Sunday Poetry XXXVI -- Textbook Poetry 3.7

Section VII wore me out.  I was interested for the first six poems, as all were about birds, and I thought perhaps an interesting and perhaps poetic motif might emerge.  Nope.  Just six excellent poems on birds and then – pff! – hodge-podge, and, as hodge-podge goes, bland.  Oh well.  Not bothering with the last poem of the book.  It annoyed me, and it’s long.  Instead three bird poems, all new to me and all quite enjoyable.  (Corbies are crows or ravens, by the way.)

An Approach to Literature
Brooks, Purser, Warren

The Twa Corbies
As I was walking all alane,
I heard twa corbies makin a mane;
The tane unto the ither say,
"Whar sall we gang and dine the-day?"

"In ahint yon auld fail dyke,
I wot there lies a new slain knight;
And nane do ken that he lies there,
But his hawk, his hound an his lady fair."

"His hound is tae the huntin gane,
His hawk tae fetch the wild-fowl hame, 
His lady's tain anither mate,
So we may mak oor dinner swate."

"Ye'll sit on his white hause-bane,
And I'll pike oot his bonny blue een;
Wi ae lock o his gowden hair 
We'll theek oor nest whan it grows bare."

"Mony a one for him makes mane,
But nane sall ken whar he is gane;
Oer his white banes, whan they are bare,
The wind sall blaw for evermair."

The Oven Bird
Robert Frost
There is a singer everyone has heard,
Loud, a mid-summer and a mid-wood bird,
Who makes the solid tree trunks sound again.
He says that leaves are old and that for flowers
Mid-summer is to spring as one to ten.
He says the early petal-fall is past
When pear and cherry bloom went down in showers
On sunny days a moment overcast;
And comes that other fall we name the fall.
He says the highway dust is over all.
The bird would cease and be as other birds
But that he knows in singing not to sing.
The question that he frames in all but words
Is what to make of a diminished thing. 

William Carlos Williams
My townspeople, beyond in the great world,
Are many with whom it were far more
Profitable for me to live than here with you.
These whirr about me calling, calling!
And for my own part I answer them loud as I can,
But they, being free pass!
I remain!

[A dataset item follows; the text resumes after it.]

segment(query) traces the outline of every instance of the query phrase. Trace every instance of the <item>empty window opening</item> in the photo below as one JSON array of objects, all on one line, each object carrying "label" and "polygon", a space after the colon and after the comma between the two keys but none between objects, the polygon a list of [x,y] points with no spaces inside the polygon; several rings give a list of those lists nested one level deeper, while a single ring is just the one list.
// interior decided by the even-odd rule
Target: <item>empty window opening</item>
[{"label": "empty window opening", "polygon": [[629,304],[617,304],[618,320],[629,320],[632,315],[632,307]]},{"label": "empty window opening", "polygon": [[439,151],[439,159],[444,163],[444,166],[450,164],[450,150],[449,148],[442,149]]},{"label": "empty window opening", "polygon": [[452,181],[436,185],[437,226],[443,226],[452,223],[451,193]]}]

Therefore, listen!
For you will not soon have another singer

First I say this: You have seen
The strange birds, have you not, that sometimes
Rest upon our river in winter?
Let them cause you to think well then of the storms
That drive many to shelter. These things
Do not happen without reason.

And next thing I say is this:
I saw an eagle once circling against the clouds
Over one of our principal churches
Easter, it was a beautiful day!
Three gulls came from above the river
And crossed slowly seaward!
Oh, I know you have your own hymns, I have heard them
And because I knew they invoked some great protector
I could not be angry with you, no matter
How much they outraged true music

You see, it is not necessary for us to leap at each other,
And, as I told you, in the end
The gulls moved seaward very quietly.


  1. "The question ... is what to make of a diminished thing." Can't tell you how many times I've wondered this.

  2. I really love that poem of Frost's--you know, the more I read it.